Breaking Up Google is Not Enough
Hi friends –
Last month, a federal judge told us what we already knew: Google is a monopolist in the Web search market with a huge market share—95% on mobile and 89% overall.
Being a monopolist is not necessarily against the law, but the judge ruled that Google had illegally maintained its monopoly in part by paying billions of dollars to Apple to make Google the default search engine on iPhones.
Next month, the judge will begin deliberations on the harder question: what to do to restore competition to a market so completely ruled by one player.
The judge seems likely to ban the payments Google has made to ensure that its search engine is the default on Apple phones and in Web browsers such as Firefox. And the Department of Justice is reportedly considering advocating for a breakup of Google that would prevent the company from installing Google search as the default on the Chrome Web browser and Android phones.
But neither of these measures are enough, I argue in my latest piece for New York Times Opinion (gift link). We also need to break up Google’s monopoly over search query data.
What’s the Problem?
The problem with the leading remedies that are being discussed – ending pay-for placement deals and breaking up Google – is that they only impact the distribution of rival search engines. But they do nothing to foster the building of rival search engines.
Building a search engine is expensive and difficult. It requires not just scraping the entire Web regularly, but also knowing how to organize the results so that readers find what they are looking for. Google has a huge advantage in both realms, but particularly the latter.
Google receives nineteen times more queries than all of its competitors put together. Knowing what users are searching for helps Google provide better results. “No current rival or nascent competitor can hope to compete against Google in the wider marketplace without access to meaningful scale,” the judge wrote.
In the face of Google's scale, only the behemoth Microsoft has been able to mount a credible competitor in Bing. (Rivals Yahoo and DuckDuckGo use Bing’s search results). And even so, Bing has struggled because of its lack of access to user data. The amount of data that Google collects about user queries in 13 months would take Bing 17 years to collect, the judge wrote.
What Can Be Done?
To foster competition, the judge needs to address the hurdles that rivals face in building competing search engines.

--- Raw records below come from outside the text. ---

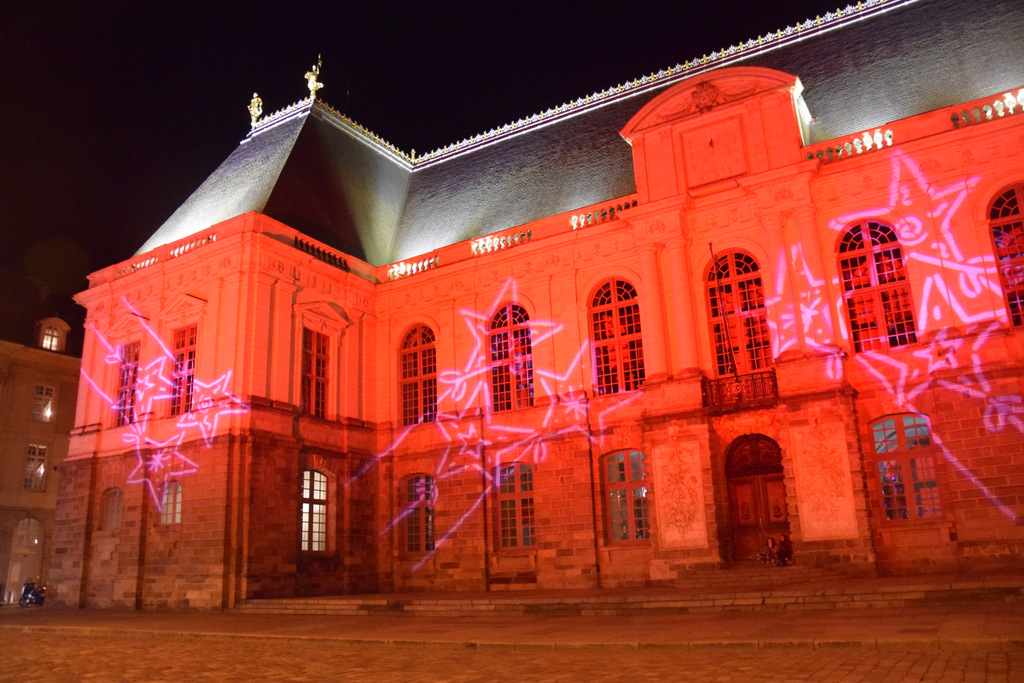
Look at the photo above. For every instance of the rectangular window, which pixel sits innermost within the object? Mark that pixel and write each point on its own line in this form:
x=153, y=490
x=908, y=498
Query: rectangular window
x=35, y=469
x=42, y=410
x=313, y=511
x=183, y=378
x=515, y=505
x=170, y=504
x=314, y=365
x=127, y=380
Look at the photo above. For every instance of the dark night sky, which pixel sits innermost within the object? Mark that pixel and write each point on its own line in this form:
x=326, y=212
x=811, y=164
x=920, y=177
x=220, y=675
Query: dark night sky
x=115, y=111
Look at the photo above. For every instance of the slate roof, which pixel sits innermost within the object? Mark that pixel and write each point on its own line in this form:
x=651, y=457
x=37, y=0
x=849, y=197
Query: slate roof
x=317, y=172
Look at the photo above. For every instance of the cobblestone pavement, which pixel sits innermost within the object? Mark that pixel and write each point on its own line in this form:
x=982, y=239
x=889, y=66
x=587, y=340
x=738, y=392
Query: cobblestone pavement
x=153, y=656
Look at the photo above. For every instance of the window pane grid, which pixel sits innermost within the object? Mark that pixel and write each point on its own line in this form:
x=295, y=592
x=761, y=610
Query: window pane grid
x=626, y=496
x=511, y=358
x=515, y=506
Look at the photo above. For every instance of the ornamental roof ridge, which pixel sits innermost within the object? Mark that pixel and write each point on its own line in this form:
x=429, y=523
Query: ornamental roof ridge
x=717, y=59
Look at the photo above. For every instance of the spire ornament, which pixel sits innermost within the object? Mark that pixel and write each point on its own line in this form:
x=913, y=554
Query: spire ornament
x=311, y=75
x=255, y=110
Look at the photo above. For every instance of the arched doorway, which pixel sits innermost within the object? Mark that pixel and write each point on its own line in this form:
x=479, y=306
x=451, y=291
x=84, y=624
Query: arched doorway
x=757, y=494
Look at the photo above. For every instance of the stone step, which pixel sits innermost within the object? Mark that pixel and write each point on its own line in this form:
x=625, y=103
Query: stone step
x=803, y=590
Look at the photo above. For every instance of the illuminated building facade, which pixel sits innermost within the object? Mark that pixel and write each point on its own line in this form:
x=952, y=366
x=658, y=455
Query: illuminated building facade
x=627, y=338
x=38, y=390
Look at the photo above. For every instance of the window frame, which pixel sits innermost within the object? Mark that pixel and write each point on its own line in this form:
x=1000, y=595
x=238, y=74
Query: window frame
x=625, y=508
x=616, y=338
x=904, y=453
x=44, y=402
x=418, y=376
x=510, y=355
x=314, y=520
x=734, y=287
x=877, y=294
x=184, y=350
x=515, y=508
x=170, y=503
x=419, y=496
x=124, y=409
x=1006, y=230
x=314, y=372
x=34, y=479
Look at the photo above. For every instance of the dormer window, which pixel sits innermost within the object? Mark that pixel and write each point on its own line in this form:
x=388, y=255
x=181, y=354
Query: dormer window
x=52, y=334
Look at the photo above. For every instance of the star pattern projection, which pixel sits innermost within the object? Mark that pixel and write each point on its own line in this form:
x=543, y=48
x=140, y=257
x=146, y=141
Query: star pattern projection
x=957, y=289
x=159, y=458
x=479, y=444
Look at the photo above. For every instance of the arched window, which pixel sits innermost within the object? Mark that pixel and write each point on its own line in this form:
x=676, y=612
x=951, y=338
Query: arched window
x=51, y=339
x=904, y=464
x=626, y=496
x=112, y=509
x=515, y=505
x=418, y=496
x=738, y=317
x=1007, y=225
x=511, y=358
x=29, y=535
x=614, y=324
x=876, y=289
x=419, y=377
x=313, y=516
x=170, y=504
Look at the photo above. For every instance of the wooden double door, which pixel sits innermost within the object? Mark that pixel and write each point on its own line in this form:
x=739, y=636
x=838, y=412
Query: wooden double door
x=757, y=495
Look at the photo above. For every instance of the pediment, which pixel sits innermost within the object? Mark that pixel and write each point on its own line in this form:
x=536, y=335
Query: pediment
x=325, y=316
x=182, y=307
x=708, y=92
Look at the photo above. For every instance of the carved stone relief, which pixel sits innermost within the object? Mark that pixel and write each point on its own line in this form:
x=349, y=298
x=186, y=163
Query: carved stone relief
x=679, y=482
x=824, y=486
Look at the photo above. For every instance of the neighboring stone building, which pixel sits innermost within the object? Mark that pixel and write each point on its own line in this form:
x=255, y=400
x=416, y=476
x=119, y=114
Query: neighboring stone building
x=38, y=390
x=792, y=301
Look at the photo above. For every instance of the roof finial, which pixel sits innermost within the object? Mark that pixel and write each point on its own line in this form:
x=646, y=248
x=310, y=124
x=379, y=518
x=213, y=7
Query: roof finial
x=255, y=110
x=311, y=78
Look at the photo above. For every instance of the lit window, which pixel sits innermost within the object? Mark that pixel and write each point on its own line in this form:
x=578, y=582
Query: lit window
x=42, y=410
x=419, y=377
x=905, y=467
x=738, y=316
x=511, y=358
x=626, y=495
x=29, y=535
x=515, y=505
x=314, y=361
x=127, y=381
x=35, y=469
x=313, y=511
x=183, y=378
x=614, y=321
x=170, y=504
x=112, y=509
x=51, y=339
x=876, y=289
x=419, y=513
x=1007, y=225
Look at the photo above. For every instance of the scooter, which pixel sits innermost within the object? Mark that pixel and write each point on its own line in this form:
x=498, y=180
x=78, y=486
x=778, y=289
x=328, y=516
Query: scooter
x=32, y=595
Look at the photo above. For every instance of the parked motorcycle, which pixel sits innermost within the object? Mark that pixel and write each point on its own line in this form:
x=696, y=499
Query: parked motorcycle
x=32, y=595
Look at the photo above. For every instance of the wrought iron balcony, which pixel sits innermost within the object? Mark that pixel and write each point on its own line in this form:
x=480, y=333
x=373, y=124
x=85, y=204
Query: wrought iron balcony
x=755, y=389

Google knows that competitors cannot match its quality. One of the more shocking revelations in the trial was that Google had conducted a test in 2020 to degrade the quality of search results. It found a negligible impact on revenues.

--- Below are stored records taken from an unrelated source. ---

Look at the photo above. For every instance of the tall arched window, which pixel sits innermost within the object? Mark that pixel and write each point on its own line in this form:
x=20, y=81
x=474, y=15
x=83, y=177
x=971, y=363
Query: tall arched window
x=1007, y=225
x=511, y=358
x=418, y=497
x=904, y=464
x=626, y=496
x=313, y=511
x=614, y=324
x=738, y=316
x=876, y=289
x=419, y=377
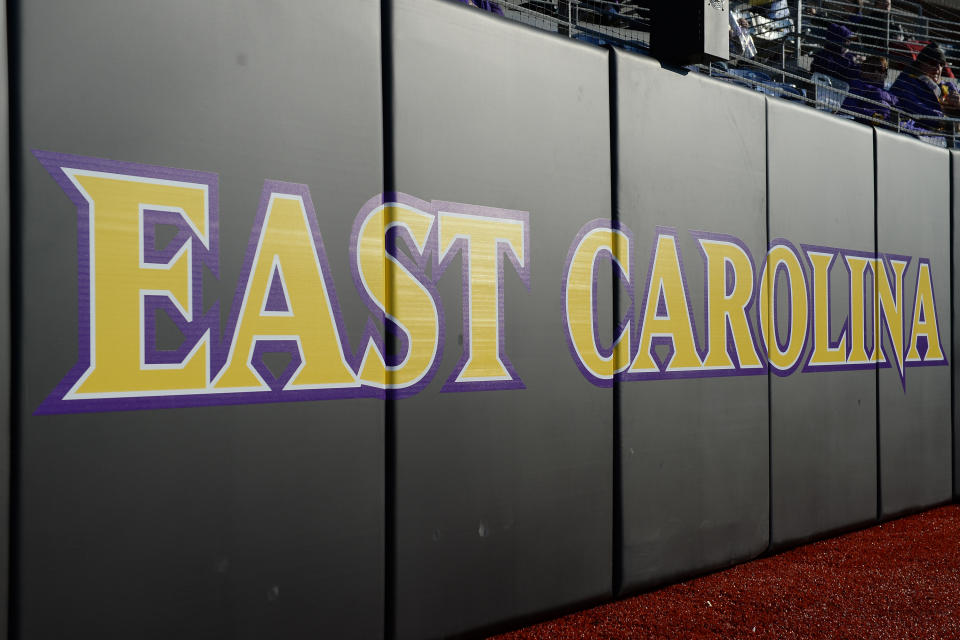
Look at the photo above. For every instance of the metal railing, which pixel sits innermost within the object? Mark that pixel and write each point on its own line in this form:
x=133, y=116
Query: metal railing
x=786, y=36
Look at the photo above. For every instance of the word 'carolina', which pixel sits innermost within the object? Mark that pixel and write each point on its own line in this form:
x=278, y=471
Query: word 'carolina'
x=285, y=300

“The fact that Google makes product changes without concern that its users might go elsewhere is something only a firm with monopoly power could do,” Mehta wrote.
To get better results, we need to foster innovation in search. And one way to do that is to give competitors access to Google’s search query data. It’s not as preposterous as it sounds. Google already has an API that gives developers access to search data – but the rules for using it are too onerous at the moment (for instance, it can’t be used on mobile).
In fact, the European Union just started a program like this called the Google European Search Dataset Licensing Program that allows European developers to access Google data to build online search products.
That would allow competitors to offer search engines that compete on different metrics – perhaps one focused on privacy, and another on shopping or news.
What Would That Look Like?
In recent weeks, I have been trying out Kagi, a $10-per-month search engine that has no ads and provides a vision of what competition could enable. I can customize results to include or exclude types of content such as listicles and Wikipedia. I can sort results by how fast the website loads.
Kagi is expensive and I’m not sure I’m going to keep using it. But it is a reminder of how completely our online world has been shaped by Google.
The reason that so many websites are so spammy - littered with videos and photos and ads and divided into listicle-style sections - is they are optimized to rank highly in Google search results rather than being optimized for readers.
In a study published earlier this year, titled “Is Google Getting Worse?” researchers found that it was hard to measure the quality of search results because “the line between benign content and spam in the form of content and link farms becomes increasingly blurry.”
But if there were a dozen search engines out there optimizing for all sorts of different features – or if, like Kagi, I could turn the dials and choose my own optimization features — perhaps we could have a web that is more optimized for readers and less optimized for spam.
Because the truth of being a monopoly it doesn’t only confer power, but it also makes you into a huge target. Google has been the single target of spammers and search engine optimizers for decades now, and it seems that it is losing the war against them. To build a better ecosystem, we need to decentralize and establish some hybrid vigor.
After all, wasn’t decentralization the whole point of the Internet?
As always, thanks for reading.
Best
Julia
P.S. I forgot to send out a newsletter about my last New York Times column – about how the public has less information than ever about the political discourse on social media platforms, because the companies have shut down access to transparency tools and right-wing groups have intimidated and harassed internet researchers.